A su turno, Rodrigo de Loredo y Luis Juez lanzaron duras críticas a los fiscales Raúl Garzón e Iván Rodríguez, promoviendo sendos jurados de enjuiciamiento en su contra, y reclamaron también la renuncia del ministro de Seguridad Juan Pablo Quinteros.
En el caso de Garzón, las dudas están puestas sobre las demoras que habrían existido para tomar la denuncia a la madre de la víctima, primero; para ordenar la detención y allanamiento de Barrelier, en segundo término; y para concretar todas las medidas investigativas sobre el lugar del hecho, finalmente.
En el de Rodríguez la acusación es más categórica, y apunta a las deficiencias que podrían haber existido en la investigación que no encontró mérito acusatorio (en palabras de Garzón) para llevar al asesino a juicio por un hecho previo de privación ilegítima de la libertad.
En cuanto a Quinteros, la imputación es política: no señala una responsabilidad causal, sino que busca la separación del ministro de su cargo por ser la cabeza de un sistema de Seguridad presuntamente ineficiente.

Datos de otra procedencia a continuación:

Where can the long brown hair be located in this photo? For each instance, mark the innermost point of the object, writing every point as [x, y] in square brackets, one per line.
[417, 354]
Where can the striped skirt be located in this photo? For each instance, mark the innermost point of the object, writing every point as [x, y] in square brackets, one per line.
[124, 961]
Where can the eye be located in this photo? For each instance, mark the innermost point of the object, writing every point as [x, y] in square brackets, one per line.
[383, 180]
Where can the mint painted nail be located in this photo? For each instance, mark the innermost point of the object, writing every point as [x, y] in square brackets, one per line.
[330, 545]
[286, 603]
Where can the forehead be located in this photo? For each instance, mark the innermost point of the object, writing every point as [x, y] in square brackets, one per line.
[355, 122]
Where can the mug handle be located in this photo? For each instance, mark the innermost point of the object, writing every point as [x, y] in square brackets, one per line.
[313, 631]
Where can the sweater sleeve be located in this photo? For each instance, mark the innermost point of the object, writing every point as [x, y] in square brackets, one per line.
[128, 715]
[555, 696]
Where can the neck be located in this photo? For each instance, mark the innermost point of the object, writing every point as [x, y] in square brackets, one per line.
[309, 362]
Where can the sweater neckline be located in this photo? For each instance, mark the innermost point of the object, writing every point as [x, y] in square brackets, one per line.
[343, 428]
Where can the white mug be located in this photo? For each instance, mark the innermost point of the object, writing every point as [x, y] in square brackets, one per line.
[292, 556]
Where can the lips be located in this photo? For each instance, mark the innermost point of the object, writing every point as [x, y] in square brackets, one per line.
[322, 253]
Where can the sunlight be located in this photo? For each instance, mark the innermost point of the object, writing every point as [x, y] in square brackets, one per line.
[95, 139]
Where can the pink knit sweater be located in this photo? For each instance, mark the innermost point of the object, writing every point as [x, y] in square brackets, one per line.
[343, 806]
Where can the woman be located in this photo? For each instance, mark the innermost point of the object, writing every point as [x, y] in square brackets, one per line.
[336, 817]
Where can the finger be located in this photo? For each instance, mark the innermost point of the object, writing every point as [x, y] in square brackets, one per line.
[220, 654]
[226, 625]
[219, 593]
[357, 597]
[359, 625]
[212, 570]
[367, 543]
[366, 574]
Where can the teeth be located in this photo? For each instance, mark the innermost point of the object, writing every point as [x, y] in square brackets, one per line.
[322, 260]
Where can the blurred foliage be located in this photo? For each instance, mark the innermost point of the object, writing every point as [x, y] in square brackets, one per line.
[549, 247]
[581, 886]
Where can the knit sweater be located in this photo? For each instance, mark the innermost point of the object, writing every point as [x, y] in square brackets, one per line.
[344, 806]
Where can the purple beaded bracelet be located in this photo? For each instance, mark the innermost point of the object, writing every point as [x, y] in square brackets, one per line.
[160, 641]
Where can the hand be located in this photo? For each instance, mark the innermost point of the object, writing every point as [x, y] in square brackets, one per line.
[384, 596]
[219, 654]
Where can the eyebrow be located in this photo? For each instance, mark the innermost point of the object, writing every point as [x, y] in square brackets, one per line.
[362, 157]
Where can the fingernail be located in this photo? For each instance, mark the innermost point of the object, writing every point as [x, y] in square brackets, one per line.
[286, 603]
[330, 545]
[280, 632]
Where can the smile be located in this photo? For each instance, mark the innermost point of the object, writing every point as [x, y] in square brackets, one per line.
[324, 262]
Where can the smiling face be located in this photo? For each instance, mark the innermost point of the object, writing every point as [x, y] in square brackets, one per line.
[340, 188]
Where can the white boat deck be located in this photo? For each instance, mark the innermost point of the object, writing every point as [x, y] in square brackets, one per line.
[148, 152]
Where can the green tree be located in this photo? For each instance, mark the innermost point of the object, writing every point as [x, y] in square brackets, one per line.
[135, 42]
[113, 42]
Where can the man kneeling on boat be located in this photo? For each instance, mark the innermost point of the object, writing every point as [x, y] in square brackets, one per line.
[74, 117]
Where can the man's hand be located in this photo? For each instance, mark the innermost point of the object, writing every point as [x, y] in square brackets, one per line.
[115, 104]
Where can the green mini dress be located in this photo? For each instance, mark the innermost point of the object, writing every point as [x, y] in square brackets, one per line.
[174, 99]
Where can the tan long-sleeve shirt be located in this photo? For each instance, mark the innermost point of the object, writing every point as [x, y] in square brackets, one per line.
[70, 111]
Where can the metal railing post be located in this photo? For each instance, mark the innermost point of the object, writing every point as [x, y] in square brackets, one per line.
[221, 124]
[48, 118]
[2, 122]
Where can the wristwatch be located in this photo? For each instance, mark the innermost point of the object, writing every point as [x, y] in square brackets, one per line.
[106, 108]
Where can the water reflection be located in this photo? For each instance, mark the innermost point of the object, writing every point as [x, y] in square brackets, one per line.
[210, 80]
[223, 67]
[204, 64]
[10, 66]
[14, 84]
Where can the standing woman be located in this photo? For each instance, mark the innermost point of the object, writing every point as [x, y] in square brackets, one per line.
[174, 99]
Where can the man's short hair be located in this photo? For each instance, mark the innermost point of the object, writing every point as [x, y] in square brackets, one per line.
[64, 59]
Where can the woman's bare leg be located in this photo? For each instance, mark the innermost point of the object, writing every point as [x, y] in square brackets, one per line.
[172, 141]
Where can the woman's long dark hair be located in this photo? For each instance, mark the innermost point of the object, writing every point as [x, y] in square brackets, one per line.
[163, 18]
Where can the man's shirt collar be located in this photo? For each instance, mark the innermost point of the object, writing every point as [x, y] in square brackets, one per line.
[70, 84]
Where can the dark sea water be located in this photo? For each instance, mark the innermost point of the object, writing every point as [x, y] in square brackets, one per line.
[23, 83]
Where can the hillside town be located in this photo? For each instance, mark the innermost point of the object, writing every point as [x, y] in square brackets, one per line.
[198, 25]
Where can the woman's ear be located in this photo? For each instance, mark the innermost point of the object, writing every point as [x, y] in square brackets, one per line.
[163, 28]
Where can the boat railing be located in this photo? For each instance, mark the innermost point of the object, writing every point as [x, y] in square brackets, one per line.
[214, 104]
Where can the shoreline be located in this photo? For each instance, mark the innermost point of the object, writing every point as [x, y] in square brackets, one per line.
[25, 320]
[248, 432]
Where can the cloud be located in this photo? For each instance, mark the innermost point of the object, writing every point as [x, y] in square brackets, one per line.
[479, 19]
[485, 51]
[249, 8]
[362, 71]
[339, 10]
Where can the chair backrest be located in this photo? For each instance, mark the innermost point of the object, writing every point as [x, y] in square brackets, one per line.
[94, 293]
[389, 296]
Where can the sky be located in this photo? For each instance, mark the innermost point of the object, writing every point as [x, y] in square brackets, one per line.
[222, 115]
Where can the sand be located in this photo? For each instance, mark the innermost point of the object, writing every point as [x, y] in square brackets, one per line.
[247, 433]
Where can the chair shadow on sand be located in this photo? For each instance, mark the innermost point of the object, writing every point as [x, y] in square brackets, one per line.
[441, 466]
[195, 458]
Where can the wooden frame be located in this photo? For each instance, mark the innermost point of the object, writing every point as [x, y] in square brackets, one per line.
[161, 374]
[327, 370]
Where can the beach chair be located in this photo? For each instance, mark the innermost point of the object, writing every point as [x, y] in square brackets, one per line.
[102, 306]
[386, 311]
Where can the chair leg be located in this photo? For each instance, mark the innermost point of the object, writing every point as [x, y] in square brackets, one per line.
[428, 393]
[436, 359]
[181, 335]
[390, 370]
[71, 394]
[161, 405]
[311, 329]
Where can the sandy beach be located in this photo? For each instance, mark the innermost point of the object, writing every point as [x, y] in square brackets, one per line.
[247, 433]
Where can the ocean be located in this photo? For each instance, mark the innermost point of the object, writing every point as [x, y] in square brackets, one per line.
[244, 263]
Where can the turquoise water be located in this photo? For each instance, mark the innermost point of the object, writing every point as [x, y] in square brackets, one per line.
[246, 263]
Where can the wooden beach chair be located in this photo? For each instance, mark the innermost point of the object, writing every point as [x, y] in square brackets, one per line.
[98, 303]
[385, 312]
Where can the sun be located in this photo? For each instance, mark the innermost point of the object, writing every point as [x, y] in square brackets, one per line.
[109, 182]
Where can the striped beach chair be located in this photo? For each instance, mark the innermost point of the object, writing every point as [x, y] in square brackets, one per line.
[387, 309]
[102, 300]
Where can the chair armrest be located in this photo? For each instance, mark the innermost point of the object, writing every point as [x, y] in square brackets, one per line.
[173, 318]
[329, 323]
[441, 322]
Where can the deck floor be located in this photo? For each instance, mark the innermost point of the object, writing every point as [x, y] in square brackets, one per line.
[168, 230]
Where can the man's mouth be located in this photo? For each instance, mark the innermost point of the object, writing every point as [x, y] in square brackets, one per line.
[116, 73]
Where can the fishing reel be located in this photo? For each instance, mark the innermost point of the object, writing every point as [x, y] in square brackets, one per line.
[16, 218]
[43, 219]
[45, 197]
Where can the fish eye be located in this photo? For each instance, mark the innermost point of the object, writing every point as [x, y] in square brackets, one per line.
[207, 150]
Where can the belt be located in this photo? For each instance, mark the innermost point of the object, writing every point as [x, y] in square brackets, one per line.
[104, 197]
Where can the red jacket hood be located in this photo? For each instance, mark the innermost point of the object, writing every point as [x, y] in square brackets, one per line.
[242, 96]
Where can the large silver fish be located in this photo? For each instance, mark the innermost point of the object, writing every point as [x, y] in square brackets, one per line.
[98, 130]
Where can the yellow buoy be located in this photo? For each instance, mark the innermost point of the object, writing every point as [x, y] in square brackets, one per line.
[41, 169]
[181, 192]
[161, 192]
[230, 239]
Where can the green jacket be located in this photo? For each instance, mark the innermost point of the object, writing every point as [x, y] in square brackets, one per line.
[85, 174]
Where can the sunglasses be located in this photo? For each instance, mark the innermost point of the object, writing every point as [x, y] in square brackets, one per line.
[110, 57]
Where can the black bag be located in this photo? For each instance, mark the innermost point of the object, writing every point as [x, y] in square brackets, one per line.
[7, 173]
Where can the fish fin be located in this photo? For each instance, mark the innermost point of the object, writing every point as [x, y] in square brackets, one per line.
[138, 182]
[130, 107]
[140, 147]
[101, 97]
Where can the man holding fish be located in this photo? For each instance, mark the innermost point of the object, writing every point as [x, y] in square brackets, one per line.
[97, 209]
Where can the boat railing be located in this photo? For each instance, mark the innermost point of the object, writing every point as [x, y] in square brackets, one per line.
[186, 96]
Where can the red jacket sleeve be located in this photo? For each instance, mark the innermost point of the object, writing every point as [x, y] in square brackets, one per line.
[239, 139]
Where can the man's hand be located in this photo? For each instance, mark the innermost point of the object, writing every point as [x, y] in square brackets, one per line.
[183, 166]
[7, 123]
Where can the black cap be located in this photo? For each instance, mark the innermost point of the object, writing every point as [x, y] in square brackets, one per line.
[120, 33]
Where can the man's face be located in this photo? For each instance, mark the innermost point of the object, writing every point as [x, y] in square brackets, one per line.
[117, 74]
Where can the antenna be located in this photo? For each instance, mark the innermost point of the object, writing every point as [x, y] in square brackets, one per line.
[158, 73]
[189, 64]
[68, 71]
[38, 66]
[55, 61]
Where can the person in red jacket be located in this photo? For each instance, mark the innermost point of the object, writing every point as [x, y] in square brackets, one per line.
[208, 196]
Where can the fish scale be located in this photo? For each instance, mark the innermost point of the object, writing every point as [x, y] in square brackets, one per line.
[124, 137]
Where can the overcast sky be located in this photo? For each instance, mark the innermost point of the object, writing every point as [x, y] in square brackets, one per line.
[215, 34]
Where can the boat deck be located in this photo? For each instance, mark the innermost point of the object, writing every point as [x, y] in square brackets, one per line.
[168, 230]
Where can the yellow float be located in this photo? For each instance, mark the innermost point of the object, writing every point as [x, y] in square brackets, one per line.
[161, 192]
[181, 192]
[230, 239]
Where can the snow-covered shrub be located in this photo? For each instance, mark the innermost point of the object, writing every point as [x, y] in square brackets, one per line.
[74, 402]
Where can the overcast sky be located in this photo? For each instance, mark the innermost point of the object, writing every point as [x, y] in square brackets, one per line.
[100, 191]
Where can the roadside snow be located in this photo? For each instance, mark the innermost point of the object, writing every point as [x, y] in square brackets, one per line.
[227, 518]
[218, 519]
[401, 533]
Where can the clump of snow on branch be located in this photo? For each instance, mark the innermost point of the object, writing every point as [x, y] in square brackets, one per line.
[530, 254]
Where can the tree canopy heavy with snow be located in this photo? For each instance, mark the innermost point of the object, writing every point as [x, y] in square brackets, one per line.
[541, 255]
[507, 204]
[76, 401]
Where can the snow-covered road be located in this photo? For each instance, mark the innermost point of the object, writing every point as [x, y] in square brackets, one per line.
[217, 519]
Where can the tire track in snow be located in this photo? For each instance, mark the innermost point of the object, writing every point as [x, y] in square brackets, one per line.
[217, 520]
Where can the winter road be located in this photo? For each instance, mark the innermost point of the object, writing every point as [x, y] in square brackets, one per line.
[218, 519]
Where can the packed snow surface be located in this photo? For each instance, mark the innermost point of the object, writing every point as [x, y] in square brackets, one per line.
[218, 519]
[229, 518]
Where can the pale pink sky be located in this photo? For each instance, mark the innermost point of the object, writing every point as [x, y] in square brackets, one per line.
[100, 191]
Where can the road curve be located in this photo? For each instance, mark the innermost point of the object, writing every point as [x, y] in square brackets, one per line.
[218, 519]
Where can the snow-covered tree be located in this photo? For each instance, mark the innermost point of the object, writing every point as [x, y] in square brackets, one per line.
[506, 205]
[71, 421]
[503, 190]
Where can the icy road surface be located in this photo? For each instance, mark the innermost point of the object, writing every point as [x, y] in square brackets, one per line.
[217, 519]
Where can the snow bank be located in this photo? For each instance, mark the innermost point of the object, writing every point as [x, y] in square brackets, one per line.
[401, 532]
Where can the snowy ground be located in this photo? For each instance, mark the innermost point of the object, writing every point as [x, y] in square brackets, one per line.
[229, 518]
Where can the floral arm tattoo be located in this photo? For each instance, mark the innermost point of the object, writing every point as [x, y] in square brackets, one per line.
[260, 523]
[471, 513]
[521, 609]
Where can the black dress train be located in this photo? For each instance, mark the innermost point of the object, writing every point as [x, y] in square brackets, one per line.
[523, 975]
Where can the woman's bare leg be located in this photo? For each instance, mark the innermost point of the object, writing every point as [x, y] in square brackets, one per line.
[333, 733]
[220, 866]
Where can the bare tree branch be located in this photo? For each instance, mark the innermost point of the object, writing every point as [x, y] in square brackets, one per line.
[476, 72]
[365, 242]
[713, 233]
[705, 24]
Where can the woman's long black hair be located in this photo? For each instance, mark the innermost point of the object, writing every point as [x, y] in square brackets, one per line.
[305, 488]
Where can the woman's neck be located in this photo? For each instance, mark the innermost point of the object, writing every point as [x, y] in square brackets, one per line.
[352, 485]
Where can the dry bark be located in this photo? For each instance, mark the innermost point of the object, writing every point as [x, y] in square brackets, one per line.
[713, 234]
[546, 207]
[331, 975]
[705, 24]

Pero el hecho de primera significación política no son estas acusaciones en sí, sino la foto de toda la oposición unida detrás del mismo pedido. ¿Qué alcance cabe asignarle?
En sociología, la escuela del interaccionismo simbólico catalogaría los efectos del aberrante crimen de Agostina Vega como un “shock moral”, un acontecimiento que conmociona a la sociedad en términos morales, generando una reacción emocional que obliga a las personas a tomar posición.
En palabras más llanas, el oficialismo perdió el control de la agenda, el crimen impuso un tema diferente de conversación, y la oposición tomó la delantera desplazando el cuestionamiento del hecho individual hacia las fallas del sistema que lo habrían hecho posible (falta de condena de Barrelier por el primer hecho) o que habrían demorado su esclarecimiento (presuntas falencias en la instrucción de la investigación).
El oficialismo, además de quedar parado, en soledad, en la ingrata tarea de defender una gestión Judicial y de Seguridad que no pudo evitar el crimen, ofreció además varios flancos débiles a aprovechar por la oposición: claras fallas en la comunicación de Garzón -que propuso condecorar a un can en medio de la conferencia-; alguna falta de atención reclamada por la familia de la víctima a Quinteros; y, por sobre todo, los lazos que el culpable tenía con el peronismo, como militante de las 62 Organizaciones Peronistas y empleado de la Municipalidad de Córdoba.
Un combo ideal para la oposición, capaz incluso de condicionar a aquellos que no tuvieran la íntima convicción de salir a esmerilar al oficialismo, pero que temieran quedar parados en la acera incorrecta.
La pregunta que más debiera inquietar al Centro Cívico es si se trata de una circunstancia pasajera o si la foto de unidad se puede proyectar más allá de la coyuntura. Si puede ser el inicio de algo que trascienda el presente inmediato. Si, a partir del crimen, la oposición puede llevar el pulso de los acontecimientos hacia un escenario de crisis de confianza institucional que genere daños permanentes a la imagen del oficialismo.
Por ahora no hay respuesta. Todos los ministros levantaron sus agendas, y el Gobierno aguarda con cautela ver cómo evoluciona el asunto. Tachando días hasta que empiece el Mundial.